A. After nearly half a century of what has been labeled “salutary neglect,” England rediscovered its North American colonies, largely prompted by war and conflicts with the French and Native Americans.

  1. The English colonies in North America were settled in a fashion very different than the conquest in Latin America.
  2. When the period of salutary neglect began in the early 18th century, the oldest colonies had been in place less than a century.
  3. Economic activity in the colonies had also expanded rapidly and dramatically in the first half of the 18th century.
  4. War and its costs compelled the British Crown and Parliament to end salutary neglect with a series of reforms in its Atlantic empire.
  5. King George’s War in the 1740s was the first stage of these emerging conflicts that began to reveal important differences in the interests of English colonists and the English government.
  6. Most historians, however, point to the Seven Years’ War, or the French and Indian War (1756–1763), as the pivotal moment in the emergence of conflict between colonists and Crown.
  7. In the larger colonial scheme, the result of the war was the expulsion of the French from North America and the division of the continent between England and Spain, east and west of the Mississippi.

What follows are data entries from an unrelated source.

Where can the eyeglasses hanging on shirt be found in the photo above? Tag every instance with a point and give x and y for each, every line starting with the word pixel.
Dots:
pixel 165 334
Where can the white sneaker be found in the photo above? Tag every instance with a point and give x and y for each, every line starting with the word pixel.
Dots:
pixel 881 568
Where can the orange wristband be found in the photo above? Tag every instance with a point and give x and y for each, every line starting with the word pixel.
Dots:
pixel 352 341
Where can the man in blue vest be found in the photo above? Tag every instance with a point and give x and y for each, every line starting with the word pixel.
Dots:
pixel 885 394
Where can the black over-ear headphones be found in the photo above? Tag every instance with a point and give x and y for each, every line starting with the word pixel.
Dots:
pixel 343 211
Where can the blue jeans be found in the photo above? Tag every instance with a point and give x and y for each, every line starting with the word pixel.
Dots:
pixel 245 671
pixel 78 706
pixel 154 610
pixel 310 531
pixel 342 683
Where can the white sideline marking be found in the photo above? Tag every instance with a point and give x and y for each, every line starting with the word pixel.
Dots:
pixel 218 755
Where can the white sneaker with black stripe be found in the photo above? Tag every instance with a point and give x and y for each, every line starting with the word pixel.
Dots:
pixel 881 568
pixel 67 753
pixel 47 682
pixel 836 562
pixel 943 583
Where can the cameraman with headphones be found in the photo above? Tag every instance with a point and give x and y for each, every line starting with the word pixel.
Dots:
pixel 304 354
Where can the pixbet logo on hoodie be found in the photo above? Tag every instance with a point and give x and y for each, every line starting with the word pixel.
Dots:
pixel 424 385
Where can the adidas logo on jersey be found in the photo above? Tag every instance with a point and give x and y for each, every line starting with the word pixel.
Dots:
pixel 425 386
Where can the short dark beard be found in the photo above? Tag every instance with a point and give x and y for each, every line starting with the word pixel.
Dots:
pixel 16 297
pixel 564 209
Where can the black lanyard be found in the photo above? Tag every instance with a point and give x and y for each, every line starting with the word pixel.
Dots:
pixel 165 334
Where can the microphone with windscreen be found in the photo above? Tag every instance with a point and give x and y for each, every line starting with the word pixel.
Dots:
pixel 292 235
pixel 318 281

B. The rising costs of fighting wars in North America and continually defending the mainland colonies became the festering sore that would eventually produce a rupture between colonists and Crown.

  1. From the early 1760s to the mid-1770s, the English Crown and Parliament enacted a series of imperial reforms to defend and maintain the American Empire.
  2. The taxes and duties they levied became a powerful divisive force between England and the 13 colonies.
  3. The Sugar Act, the Stamp Act, and the Townshend duties galled the American colonists and goaded them to action.

Within a few decades, the English began to develop a sense of identity as Americans.

A. Taxation and the increasing presence of British authority in the form of troops proved to be the catalysts for this change.

  1. Time and again in the 1760s and 1770s, the British government pressed the issue of its authority over the colonists, more precisely, over its right to tax the colonials.
  2. In March 1770, British troops fired on a hostile crowd in Boston, killing five in what became known as the Boston Massacre.
  3. The passage of the Tea Act spurred the Boston Tea Party in December 1773 to protest the English legislation.
  4. In response, the English Parliament passed a series of Intolerable Acts, cracking down on the colonists.

B. The colonists responded by calling the First Continental Congress in 1774.

  1. At this crucial moment, the colonists stood on the brink of making a full break with England.
  2. They were on the verge of defining themselves as an independent people in control of their own destiny.
  3. In early 1775, open fighting would break out and the die would be cast.